The International Socialists , who are not by any stretch of the imagination Black Bloc supporters published a fairly “orthodox” statement on July 3,  making the point that ultimately it will take the moment of the class to make a real difference, not little vanguardist groups like the Black Bloc. Of course the IS see that movement as being through “official” organizations like the unions or ultimately through their so-called revolutionary party. 

The Sketchy Thoughts blog from Montreal does a nice job of laying out some of the positions of the various groups who participated in the actions, and summing up their attitudes in relation to the Black Bloc’s.    

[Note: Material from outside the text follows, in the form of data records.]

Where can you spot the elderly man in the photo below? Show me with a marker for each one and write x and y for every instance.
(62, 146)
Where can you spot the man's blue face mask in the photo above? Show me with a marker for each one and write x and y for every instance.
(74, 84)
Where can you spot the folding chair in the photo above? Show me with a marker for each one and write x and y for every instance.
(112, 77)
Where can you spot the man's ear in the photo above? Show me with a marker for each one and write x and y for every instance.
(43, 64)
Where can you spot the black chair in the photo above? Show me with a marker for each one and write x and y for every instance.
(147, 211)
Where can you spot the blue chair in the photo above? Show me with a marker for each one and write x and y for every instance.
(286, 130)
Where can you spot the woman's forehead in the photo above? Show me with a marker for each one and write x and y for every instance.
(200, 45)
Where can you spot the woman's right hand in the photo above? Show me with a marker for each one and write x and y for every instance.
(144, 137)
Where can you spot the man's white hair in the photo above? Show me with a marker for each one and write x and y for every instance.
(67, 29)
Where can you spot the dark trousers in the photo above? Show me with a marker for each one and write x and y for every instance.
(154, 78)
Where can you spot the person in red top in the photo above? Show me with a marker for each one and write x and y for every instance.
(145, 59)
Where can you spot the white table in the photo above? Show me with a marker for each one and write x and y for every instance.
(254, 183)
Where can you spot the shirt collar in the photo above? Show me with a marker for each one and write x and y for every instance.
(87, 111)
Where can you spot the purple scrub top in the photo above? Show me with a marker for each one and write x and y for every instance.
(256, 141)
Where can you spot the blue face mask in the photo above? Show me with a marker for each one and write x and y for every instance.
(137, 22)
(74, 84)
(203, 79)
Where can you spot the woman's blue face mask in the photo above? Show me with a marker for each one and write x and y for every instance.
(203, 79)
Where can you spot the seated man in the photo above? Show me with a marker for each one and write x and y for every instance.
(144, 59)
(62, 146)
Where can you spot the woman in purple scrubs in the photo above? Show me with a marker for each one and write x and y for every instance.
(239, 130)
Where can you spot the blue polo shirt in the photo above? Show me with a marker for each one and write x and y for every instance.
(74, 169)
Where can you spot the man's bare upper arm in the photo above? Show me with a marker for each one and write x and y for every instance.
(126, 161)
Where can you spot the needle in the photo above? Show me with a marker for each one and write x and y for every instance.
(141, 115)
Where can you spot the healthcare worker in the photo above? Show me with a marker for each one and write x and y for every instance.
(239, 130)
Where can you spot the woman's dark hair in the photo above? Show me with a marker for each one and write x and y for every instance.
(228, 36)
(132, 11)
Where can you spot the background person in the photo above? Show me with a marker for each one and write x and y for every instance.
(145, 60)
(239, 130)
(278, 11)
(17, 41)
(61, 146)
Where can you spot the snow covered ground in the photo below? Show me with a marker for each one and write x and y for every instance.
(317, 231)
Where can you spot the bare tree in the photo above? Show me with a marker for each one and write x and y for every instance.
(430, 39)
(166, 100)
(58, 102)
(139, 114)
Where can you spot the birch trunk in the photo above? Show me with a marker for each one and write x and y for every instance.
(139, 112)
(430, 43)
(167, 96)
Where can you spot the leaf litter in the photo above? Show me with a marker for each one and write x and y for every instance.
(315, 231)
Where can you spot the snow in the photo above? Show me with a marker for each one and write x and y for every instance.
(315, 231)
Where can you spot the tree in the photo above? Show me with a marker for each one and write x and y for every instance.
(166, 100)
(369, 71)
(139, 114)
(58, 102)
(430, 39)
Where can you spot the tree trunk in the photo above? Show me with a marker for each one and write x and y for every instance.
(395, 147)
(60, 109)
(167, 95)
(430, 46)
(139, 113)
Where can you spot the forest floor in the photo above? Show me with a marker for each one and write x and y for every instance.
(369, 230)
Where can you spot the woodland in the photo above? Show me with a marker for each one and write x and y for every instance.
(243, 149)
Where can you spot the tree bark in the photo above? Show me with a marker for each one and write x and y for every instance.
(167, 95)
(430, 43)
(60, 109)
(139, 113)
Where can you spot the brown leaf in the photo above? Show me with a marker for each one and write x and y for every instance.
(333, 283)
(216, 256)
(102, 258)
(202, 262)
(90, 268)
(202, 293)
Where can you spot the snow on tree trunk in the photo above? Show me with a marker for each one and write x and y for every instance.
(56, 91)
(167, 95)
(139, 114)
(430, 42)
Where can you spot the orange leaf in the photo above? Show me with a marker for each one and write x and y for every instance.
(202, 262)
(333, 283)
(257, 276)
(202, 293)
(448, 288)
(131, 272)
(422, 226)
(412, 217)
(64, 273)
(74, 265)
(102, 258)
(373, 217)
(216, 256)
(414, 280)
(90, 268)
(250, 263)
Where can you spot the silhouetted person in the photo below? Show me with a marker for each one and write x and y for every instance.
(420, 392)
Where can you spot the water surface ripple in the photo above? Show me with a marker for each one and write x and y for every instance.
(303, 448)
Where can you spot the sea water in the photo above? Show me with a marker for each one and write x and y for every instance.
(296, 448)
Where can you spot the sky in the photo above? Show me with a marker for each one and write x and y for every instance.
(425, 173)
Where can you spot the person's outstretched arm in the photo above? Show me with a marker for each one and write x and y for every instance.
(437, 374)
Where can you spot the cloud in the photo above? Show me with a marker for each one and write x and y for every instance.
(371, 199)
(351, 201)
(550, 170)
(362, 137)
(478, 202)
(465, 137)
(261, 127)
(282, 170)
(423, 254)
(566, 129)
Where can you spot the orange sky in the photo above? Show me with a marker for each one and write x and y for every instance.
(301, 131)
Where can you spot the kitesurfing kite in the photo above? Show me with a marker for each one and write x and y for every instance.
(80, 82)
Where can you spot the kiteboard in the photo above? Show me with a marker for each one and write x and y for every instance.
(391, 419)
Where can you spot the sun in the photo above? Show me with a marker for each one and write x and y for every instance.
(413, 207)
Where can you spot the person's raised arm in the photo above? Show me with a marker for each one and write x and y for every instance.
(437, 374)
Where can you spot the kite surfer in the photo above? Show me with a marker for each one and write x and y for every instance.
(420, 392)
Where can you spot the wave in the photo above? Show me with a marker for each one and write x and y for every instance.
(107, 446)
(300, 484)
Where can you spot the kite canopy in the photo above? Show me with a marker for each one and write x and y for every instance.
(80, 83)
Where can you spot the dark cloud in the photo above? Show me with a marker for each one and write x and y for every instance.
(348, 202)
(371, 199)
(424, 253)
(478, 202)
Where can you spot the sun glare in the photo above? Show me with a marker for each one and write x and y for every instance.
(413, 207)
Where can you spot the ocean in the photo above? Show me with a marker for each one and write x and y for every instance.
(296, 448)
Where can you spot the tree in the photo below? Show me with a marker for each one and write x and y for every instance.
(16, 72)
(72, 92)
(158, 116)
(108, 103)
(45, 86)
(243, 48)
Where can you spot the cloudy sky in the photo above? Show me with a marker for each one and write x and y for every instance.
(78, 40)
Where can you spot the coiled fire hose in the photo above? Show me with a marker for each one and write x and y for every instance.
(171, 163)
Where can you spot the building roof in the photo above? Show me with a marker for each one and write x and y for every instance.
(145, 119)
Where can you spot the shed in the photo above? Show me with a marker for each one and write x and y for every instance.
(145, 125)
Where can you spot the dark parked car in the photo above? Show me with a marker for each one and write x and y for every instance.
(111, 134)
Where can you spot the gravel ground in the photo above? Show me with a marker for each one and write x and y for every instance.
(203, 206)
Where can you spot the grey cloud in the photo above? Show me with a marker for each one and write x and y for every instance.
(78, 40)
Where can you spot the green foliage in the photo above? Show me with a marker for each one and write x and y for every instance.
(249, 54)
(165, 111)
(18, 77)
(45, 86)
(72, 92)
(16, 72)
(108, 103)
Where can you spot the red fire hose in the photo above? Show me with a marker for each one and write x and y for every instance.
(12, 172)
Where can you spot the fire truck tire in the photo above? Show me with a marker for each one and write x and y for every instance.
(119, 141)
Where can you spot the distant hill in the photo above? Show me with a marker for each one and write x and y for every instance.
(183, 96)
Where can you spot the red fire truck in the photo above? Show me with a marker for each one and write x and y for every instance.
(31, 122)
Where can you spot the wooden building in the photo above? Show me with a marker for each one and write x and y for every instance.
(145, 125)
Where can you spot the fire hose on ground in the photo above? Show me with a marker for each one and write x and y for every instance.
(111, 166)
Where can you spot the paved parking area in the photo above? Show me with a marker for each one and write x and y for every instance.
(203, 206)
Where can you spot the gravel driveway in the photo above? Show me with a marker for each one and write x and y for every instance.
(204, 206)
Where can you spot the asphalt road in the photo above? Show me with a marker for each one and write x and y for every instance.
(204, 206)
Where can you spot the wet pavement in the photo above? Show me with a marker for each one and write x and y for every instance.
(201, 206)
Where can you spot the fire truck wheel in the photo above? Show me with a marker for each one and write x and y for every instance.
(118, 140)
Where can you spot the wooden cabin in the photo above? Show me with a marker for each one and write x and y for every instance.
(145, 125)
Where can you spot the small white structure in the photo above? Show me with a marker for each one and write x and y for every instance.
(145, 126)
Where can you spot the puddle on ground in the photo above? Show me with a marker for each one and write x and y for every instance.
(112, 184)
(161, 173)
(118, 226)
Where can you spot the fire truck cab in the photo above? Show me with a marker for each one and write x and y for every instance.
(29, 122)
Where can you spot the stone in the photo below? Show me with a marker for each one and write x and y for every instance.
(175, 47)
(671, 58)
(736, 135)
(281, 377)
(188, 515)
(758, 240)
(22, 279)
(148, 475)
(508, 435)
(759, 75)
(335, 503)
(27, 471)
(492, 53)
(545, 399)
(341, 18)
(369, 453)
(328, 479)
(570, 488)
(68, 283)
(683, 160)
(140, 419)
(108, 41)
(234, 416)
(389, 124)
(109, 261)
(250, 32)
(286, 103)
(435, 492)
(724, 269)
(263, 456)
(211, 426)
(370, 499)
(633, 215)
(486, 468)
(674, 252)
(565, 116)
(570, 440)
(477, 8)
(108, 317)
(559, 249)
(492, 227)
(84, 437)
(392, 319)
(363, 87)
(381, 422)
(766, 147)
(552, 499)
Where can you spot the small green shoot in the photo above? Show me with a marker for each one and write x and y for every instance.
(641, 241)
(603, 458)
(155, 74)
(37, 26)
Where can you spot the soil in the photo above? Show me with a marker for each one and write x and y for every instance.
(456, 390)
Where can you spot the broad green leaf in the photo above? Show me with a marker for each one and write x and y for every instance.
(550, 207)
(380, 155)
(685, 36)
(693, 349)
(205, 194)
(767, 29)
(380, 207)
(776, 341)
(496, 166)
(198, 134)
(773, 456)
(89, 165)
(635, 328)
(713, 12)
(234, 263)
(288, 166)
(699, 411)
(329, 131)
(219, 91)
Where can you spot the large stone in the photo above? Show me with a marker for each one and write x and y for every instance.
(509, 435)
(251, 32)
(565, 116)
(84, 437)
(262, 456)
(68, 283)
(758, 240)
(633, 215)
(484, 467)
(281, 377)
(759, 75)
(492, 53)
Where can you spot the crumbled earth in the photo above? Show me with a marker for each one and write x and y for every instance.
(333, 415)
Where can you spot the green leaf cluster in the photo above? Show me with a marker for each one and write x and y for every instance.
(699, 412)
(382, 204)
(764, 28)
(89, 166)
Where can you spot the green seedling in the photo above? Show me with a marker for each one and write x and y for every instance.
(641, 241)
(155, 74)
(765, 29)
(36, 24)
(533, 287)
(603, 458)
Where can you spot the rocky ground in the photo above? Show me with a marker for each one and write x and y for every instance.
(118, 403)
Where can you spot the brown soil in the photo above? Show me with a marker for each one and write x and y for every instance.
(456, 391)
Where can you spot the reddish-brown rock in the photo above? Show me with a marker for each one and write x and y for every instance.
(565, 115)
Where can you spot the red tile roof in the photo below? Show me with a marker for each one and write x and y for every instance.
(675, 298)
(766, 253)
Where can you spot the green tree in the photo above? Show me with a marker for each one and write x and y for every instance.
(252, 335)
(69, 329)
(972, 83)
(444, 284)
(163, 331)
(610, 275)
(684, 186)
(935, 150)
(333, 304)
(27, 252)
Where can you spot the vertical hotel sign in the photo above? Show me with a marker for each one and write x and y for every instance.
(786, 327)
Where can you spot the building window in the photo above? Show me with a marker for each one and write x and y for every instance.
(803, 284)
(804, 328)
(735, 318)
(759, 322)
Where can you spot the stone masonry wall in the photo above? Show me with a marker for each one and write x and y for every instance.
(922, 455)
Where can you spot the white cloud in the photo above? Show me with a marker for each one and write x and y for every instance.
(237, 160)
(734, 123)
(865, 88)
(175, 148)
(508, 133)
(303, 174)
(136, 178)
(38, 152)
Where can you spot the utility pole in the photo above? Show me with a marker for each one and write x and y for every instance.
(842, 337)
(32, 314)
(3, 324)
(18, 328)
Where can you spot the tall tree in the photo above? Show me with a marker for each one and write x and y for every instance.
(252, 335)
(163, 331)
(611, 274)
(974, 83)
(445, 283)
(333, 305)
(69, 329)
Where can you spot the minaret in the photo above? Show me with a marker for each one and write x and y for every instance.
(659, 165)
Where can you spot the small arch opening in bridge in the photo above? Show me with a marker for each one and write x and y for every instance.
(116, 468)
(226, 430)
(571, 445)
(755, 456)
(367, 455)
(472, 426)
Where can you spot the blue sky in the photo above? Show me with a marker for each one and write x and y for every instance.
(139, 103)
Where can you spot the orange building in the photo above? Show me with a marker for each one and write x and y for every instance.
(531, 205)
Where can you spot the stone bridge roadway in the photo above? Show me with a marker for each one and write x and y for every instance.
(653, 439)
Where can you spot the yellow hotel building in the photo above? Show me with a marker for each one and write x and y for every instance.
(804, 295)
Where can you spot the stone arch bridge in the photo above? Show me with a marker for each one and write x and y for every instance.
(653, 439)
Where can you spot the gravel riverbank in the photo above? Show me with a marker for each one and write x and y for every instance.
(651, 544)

I don’t mean to conclude by suggesting in a post-modern style that no objective truth can be deduced, and that every reality only reflects the biases of the observer.  It’s unlikely a consensus will emerge, but further discussion is healthy.

Post Script

And as an afterthought, for my money,  the winner for most horrible leftist argument about June 26 and after was that of Fightback, the Canadian representatives of the International Marxist Tendency. But then look at their history.

In the famous poll tax riot in London in 1990, the Militant tendency, the UK relatives of Fightback, initially offered to assist the police in identifying those demonstrators engaged in the violence. Militant later “clarified”  their stance to explain they hadn’t really meant that at all. Uh huh.

On June 30, Fightback  issued a statement arguing that the Black Bloc were not part of “our moment,” there was no difference between the Bloc and agent provocateurs, and that some of the Bloc were likely cops. It’s a particularly loathsome tactic, and one offered without any evidence:. Don’t like someone? Suggest they’re a cop.

Fightback also distinguishes itself on the left by arguing that cops are part of the working class.  But hold on, if cops are workers in uniform, and the Black Bloc were cops, then the Black Bloc were workers out of uniform … no, wait, I’m confused. Dreadful, simply dreadful.